Mateo es un joven peregrino, en la treintena, que ya ha tenido dos encuentros previos y parciales con el Camino, y que ahora se decide a realizarlo completo, acaso por una promesa que parece evidente aunque no la refrende. Más allá de las descripciones recurrentes, aderezadas con los avatares propios e intransferibles de cada peregrino, a medida que avanza nos transmite, de un modo claro, el fortalecimiento interior del autor y protagonista. La melodía in crescendo le impulsa, poco a poco, a superar obstáculos -más interiores que del terreno-, para irse, figuradamente, desnudando, esto es, confesándonos muchos de sus sentimientos, reflexiones y dudas.
Precisamente hemos valorado el juego sutil que establece entre lo cotidiano e intrascendente, circunstancias universales para cualquier peregrino, y ese mundo interior que aflora, con el omnipresente recuerdo de su madre fallecida, todo un vacío vital, y el consuelo de las grandes amistades que han, al menos, cubierto parte de esa sima.
Para Mateo, que se confiesa un romántico, viajero, algo raro, soñador y alternativo, seducido por los lugares deshabitados, a punto de dar el paso al veganismo, enemigo de las despedidas pero defensor de los grandes abrazos y con un estado de ánimo muy cambiante, el Camino es sobre todo libertad, aventura, soledad: “…cuando estás tantos días solo, nada ni nadie te juzga. Gritas, eres feliz, y así debes ser en la vida, un loco sin miedo a los juicios, pues solo te juzgas a ti mismo.” (pág. 70). Pese a ello se relaciona con otros peregrinos, en especial con una “mamá coreana” que avanza con grandes dificultades.

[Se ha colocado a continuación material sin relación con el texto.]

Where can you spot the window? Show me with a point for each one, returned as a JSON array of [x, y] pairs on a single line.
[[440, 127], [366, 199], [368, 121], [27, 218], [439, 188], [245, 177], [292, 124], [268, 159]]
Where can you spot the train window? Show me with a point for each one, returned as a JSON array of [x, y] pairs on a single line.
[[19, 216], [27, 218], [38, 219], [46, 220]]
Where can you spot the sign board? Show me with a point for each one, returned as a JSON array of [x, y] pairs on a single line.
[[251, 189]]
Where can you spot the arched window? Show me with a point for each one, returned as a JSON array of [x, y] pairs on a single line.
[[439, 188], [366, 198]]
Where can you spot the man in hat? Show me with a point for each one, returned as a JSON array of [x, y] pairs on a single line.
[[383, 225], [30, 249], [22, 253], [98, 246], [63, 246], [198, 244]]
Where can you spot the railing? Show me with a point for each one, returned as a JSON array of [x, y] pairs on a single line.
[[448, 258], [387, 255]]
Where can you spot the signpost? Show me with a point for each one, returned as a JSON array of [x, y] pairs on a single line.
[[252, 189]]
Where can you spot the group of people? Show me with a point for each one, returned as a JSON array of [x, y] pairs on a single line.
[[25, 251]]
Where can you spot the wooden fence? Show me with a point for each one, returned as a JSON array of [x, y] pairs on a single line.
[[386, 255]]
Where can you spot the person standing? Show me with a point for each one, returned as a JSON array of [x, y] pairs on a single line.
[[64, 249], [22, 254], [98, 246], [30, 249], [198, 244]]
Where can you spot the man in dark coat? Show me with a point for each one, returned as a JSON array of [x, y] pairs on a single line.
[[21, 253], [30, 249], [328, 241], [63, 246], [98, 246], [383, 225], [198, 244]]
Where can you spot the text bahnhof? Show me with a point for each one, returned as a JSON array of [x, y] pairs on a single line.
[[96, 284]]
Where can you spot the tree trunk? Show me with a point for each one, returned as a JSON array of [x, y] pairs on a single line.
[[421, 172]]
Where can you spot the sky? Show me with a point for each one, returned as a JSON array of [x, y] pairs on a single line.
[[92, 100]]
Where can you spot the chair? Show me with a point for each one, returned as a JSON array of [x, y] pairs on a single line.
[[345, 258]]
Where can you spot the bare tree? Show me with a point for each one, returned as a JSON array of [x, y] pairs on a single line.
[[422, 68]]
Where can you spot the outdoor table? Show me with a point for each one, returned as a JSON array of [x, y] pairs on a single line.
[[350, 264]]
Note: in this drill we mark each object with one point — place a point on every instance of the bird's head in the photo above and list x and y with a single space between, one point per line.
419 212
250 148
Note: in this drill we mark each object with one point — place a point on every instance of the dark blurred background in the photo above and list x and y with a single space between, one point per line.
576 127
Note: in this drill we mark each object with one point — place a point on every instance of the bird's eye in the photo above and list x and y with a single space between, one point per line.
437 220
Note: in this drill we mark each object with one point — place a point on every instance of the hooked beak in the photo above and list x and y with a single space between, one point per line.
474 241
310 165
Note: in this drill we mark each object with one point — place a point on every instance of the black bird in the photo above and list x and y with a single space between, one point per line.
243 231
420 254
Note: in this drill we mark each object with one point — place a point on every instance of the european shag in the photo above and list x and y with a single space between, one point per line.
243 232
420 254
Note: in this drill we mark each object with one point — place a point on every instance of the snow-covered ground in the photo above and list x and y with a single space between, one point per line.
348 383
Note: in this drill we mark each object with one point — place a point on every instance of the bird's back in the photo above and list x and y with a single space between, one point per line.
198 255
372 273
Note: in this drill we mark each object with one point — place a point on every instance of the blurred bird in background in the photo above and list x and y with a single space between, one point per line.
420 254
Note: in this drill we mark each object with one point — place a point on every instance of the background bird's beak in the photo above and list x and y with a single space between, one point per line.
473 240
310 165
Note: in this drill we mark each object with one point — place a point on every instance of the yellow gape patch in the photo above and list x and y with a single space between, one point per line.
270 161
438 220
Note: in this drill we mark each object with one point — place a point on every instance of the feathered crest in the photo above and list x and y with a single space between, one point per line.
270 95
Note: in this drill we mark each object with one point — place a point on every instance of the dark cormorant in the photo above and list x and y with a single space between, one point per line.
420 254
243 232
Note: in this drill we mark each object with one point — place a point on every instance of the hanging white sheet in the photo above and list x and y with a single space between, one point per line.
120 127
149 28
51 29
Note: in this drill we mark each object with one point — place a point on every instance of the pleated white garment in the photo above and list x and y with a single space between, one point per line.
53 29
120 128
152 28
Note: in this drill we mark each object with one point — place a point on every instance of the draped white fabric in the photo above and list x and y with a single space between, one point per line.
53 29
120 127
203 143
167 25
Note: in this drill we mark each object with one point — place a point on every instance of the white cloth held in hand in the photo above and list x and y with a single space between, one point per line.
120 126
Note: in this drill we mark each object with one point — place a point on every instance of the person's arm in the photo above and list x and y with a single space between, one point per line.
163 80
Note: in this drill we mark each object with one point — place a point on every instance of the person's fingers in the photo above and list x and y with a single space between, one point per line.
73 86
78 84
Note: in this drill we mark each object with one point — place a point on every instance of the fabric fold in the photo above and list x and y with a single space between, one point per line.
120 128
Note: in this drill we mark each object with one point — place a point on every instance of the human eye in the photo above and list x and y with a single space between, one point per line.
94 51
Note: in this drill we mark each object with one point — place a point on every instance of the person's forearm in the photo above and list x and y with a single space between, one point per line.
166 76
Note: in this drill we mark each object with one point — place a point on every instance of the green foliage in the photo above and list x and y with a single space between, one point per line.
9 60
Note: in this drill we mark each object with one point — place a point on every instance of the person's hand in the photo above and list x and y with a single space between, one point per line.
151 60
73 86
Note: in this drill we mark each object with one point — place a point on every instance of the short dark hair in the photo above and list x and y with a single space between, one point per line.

Contemplando los memoriales necrológicos que tanto proliferan, el Camino incluso se le antoja como el más bello lugar para despedirse de este mundo, desde luego mucho mejor que la fría habitación de un hospital.
Nos sorprende que uno de sus escenarios críticos sea el tramo, antaño maldito, de Carrión a Calzadilla, aunque hemos de tener en cuenta que se trata de un peregrinaje invernal, sin esos chiringuitos intermedios que, en aras del comercio, han ido aniquilado las soledades y su mística; con su rotulador, que lo acompaña, va escribiendo cosas al modo de un grafitero, y aquí toca dar ánimo a quien pueda sufrir una situación semejante: “Hoy es un día duro. ¡No te rindas!”. La segunda gran prueba es el tránsito por Melide, lugar donde falleció su madre; aquí abre un suelto, en diferente tipo de letra, algo habitual a lo largo del libro, que es una especie de intermezzo entre la carta, el pensamiento y la dedicatoria.
Los encuentros con David (La Casa de los Dioses) o con el recuerdo de Denisse Thiem son profundos y emotivos, y se contraponen a otras realidades más mundanas, como la difícil convivencia con los ciclistas o, de nuevo (no es cosa nuestra, leedlo), la insoportable levedad entre Sarria y Santiago, donde hacen acto de presencia figurantes que nada tienen que ver con los peregrinos (“vienen a estar de cachondeo en grupos y eso me merma mucho”, pág. 201), lo que propicia que caiga en la tentación de hacer un botellón. Sin embargo, en este tramo es donde desarrolla, como contrapunto, las más sesudas reflexiones sobre la vida y la muerte, pura madurez del caminante que ya carece de freno a la hora de confesarse y se aproxima a la meta.